En utilisant la Classification révisée des domaines scientifiques et technologiques de l’OCDE pour regrouper les 687 départements, programmes ou profils de son échantillon initial en un peu plus de 100 disciplines uniformisées, Jean-Hugues Roy a pu faire la distribution de la longueur des thèses et mémoire par département. «Les mémoires les plus longs sont produits en management et en gestion, tandis que les plus courts sont en finance. C’est en droit que les doctorants sont les plus prolifiques et en mathématiques et en statistique qu’on est le plus laconique. Ce n’est pas étonnant, car le record mondial du Ph.D. défendu avec la thèse la plus courte est détenu par un mathématicien: 9 pages pour un doctorat obtenu au MIT en 1966», relate-t-il.
Le professeur n’a pu s’empêcher de lire ici et là quelques extraits de mémoires et de thèses au fil de son étude. «Ce sont des ouvrages qui renferment des tonnes de connaissances, de découvertes et de réflexions sur une foule de sujets, remarque-t-il. On ne comprend pas toujours tout ce qu’on y lit, car chaque discipline a ses références et son vocabulaire, mais il y en a certains qui sont plus accessibles que d’autres et réellement fascinants!»
Le journalisme de données
Les données recueillies par Jean-Hugues Roy, qui ont fait l’objet d’un article dans la revue Découvrir de l’Acfas, recèlent sans doute d’autres trésors et le principal intéressé aimerait bien étendre son échantillon à l’ensemble des universités canadiennes.
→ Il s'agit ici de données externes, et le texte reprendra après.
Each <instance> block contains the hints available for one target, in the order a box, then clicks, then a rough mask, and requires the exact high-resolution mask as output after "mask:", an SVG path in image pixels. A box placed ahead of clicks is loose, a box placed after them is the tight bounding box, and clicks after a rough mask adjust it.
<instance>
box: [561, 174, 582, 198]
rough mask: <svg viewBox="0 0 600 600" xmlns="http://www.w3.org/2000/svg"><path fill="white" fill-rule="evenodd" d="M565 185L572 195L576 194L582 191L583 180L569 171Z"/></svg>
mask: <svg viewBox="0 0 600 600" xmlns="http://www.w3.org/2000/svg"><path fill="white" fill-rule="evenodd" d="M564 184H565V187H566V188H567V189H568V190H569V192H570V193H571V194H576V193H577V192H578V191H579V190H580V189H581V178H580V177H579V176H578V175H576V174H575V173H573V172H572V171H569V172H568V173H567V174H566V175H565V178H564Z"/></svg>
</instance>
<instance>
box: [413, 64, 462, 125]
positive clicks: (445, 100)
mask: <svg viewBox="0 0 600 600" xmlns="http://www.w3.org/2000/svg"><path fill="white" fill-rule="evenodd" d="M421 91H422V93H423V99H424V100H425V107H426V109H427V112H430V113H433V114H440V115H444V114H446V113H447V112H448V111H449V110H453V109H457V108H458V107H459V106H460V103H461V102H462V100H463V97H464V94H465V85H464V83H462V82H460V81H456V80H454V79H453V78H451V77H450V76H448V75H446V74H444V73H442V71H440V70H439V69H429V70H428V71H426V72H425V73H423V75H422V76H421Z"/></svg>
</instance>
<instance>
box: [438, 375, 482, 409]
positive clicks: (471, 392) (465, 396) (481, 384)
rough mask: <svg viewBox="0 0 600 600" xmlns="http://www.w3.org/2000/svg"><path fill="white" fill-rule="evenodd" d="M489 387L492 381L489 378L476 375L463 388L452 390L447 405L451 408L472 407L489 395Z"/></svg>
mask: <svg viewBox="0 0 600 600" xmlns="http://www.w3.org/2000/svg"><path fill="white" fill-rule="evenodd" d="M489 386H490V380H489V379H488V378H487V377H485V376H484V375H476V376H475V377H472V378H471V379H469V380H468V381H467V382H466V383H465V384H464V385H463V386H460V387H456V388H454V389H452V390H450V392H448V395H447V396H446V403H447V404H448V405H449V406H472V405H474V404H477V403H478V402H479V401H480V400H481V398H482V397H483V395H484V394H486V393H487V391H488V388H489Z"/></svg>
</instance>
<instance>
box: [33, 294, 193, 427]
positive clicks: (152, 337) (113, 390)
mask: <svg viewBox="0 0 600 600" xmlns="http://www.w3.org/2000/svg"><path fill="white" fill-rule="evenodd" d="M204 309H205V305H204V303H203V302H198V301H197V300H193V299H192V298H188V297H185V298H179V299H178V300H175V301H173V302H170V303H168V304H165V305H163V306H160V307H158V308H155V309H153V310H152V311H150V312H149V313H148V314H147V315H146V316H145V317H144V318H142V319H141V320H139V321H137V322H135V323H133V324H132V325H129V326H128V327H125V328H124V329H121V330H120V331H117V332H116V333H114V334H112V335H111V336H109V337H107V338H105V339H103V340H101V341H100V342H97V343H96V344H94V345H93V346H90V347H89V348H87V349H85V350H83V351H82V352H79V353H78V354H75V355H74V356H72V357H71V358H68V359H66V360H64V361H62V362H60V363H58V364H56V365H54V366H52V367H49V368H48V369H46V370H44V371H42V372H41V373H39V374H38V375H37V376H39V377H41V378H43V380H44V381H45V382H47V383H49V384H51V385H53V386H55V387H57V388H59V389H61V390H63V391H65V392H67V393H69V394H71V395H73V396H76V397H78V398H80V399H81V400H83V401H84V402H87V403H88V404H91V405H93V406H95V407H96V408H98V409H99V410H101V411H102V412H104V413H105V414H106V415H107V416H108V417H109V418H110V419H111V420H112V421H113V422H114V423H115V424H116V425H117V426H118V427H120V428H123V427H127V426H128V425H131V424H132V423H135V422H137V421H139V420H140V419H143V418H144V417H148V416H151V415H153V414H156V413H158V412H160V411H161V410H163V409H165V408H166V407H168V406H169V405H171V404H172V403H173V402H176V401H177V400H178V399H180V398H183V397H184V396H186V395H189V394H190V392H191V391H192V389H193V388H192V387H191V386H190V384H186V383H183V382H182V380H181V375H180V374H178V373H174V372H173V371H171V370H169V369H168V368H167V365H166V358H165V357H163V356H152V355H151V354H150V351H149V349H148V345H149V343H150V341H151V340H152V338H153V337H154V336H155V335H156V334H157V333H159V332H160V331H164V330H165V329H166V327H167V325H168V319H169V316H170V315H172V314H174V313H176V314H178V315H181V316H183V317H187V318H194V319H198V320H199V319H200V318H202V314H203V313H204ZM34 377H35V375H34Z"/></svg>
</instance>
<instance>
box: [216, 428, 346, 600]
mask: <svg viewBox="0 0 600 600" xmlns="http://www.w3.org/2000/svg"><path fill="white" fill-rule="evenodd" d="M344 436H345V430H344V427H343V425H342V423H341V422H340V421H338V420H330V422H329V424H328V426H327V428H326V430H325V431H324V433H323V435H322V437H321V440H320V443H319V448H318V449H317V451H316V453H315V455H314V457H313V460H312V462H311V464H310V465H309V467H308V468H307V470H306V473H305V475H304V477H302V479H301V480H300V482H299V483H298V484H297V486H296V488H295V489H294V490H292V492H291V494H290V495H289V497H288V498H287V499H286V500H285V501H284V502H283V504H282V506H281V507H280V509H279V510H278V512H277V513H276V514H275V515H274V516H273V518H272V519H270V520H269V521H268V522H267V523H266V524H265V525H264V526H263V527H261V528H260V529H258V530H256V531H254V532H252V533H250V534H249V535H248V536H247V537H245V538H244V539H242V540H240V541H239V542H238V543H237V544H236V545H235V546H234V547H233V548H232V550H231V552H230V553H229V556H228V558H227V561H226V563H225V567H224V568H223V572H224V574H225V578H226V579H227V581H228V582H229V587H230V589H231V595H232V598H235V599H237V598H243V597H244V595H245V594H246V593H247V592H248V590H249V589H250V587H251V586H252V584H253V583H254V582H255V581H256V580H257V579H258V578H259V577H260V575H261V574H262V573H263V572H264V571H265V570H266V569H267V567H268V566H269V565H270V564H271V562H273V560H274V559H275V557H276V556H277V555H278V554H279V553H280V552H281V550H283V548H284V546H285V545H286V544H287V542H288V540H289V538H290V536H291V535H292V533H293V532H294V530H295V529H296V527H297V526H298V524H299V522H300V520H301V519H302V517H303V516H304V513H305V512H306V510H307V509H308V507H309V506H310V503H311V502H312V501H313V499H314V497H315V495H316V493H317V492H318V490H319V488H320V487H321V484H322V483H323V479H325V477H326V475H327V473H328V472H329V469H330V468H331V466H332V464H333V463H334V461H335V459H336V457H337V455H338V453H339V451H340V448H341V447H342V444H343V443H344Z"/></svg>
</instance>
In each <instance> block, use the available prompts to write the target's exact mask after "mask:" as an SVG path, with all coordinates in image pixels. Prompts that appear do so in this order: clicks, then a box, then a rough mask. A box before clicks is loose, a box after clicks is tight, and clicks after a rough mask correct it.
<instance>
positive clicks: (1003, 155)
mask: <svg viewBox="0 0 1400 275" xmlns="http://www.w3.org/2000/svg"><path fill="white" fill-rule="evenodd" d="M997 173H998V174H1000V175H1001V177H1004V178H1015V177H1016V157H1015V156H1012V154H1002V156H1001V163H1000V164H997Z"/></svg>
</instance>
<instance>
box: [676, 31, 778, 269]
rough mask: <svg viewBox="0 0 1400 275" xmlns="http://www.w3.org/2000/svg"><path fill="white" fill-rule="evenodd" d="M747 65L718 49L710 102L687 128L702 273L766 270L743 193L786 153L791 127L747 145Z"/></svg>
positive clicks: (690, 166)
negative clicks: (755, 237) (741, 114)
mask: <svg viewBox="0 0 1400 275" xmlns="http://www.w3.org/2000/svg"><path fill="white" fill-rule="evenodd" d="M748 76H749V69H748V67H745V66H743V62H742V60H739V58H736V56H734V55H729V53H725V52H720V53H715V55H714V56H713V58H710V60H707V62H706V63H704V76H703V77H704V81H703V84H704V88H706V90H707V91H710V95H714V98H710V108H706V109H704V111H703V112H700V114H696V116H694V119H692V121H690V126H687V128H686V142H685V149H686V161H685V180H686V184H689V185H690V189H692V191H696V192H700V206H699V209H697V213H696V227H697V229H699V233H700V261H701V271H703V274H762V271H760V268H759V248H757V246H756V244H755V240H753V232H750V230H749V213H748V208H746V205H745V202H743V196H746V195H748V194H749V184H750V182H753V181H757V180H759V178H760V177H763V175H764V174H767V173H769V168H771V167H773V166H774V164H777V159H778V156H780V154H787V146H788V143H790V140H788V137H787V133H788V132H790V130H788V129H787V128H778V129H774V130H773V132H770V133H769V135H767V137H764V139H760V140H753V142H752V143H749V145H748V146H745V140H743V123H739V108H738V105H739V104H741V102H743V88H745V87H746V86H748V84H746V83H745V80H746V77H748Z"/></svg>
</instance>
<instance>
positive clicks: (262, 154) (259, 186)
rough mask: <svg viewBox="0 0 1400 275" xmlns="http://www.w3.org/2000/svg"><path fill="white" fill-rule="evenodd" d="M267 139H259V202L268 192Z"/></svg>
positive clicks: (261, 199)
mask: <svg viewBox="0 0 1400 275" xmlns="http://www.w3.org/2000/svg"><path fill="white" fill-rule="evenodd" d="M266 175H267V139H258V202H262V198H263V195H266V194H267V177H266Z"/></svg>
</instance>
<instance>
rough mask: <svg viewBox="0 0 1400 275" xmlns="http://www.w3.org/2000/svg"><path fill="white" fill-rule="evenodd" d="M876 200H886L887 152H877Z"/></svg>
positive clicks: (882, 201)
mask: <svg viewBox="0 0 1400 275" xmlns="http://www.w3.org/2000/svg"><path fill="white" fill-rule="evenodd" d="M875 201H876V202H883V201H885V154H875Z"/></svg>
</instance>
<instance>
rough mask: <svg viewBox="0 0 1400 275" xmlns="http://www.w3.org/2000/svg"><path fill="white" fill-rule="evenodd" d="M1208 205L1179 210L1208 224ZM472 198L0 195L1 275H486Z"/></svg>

«L’un de mes objectifs était également de fournir à mes étudiants, particulièrement ceux du cours Technologies de l’information appliquées au journalisme, des exemples concrets de mégadonnées exploitables», note-t-il. Dans ce cours, il enseigne aux futurs journalistes les rudiments de l’extraction de données (data scraping) et du traitement des bases de données à l’aide de logiciels (data journalism). Les étudiants doivent y apprendre quelques notions de programmation de base, une matière aride pour certains. «C’est très différent de ce à quoi ils sont habitués car la programmation de code doit être infaillible. Un point-virgule au mauvais endroit peut compromettre un script, illustre-t-il. Mais les étudiants comprennent rapidement qu’il y a là une niche spécialisée qui est peu occupée présentement en journalisme.»
Selon le chercheur, nous voyons poindre les humanités numériques, comme on a vu naître la bioinformatique ou la linguistique informatique. «Celles-ci émanent du croisement entre les sciences humaines et sociales et les outils informatiques permettant l’exploitation de toutes ces mégadonnées», conclut-il.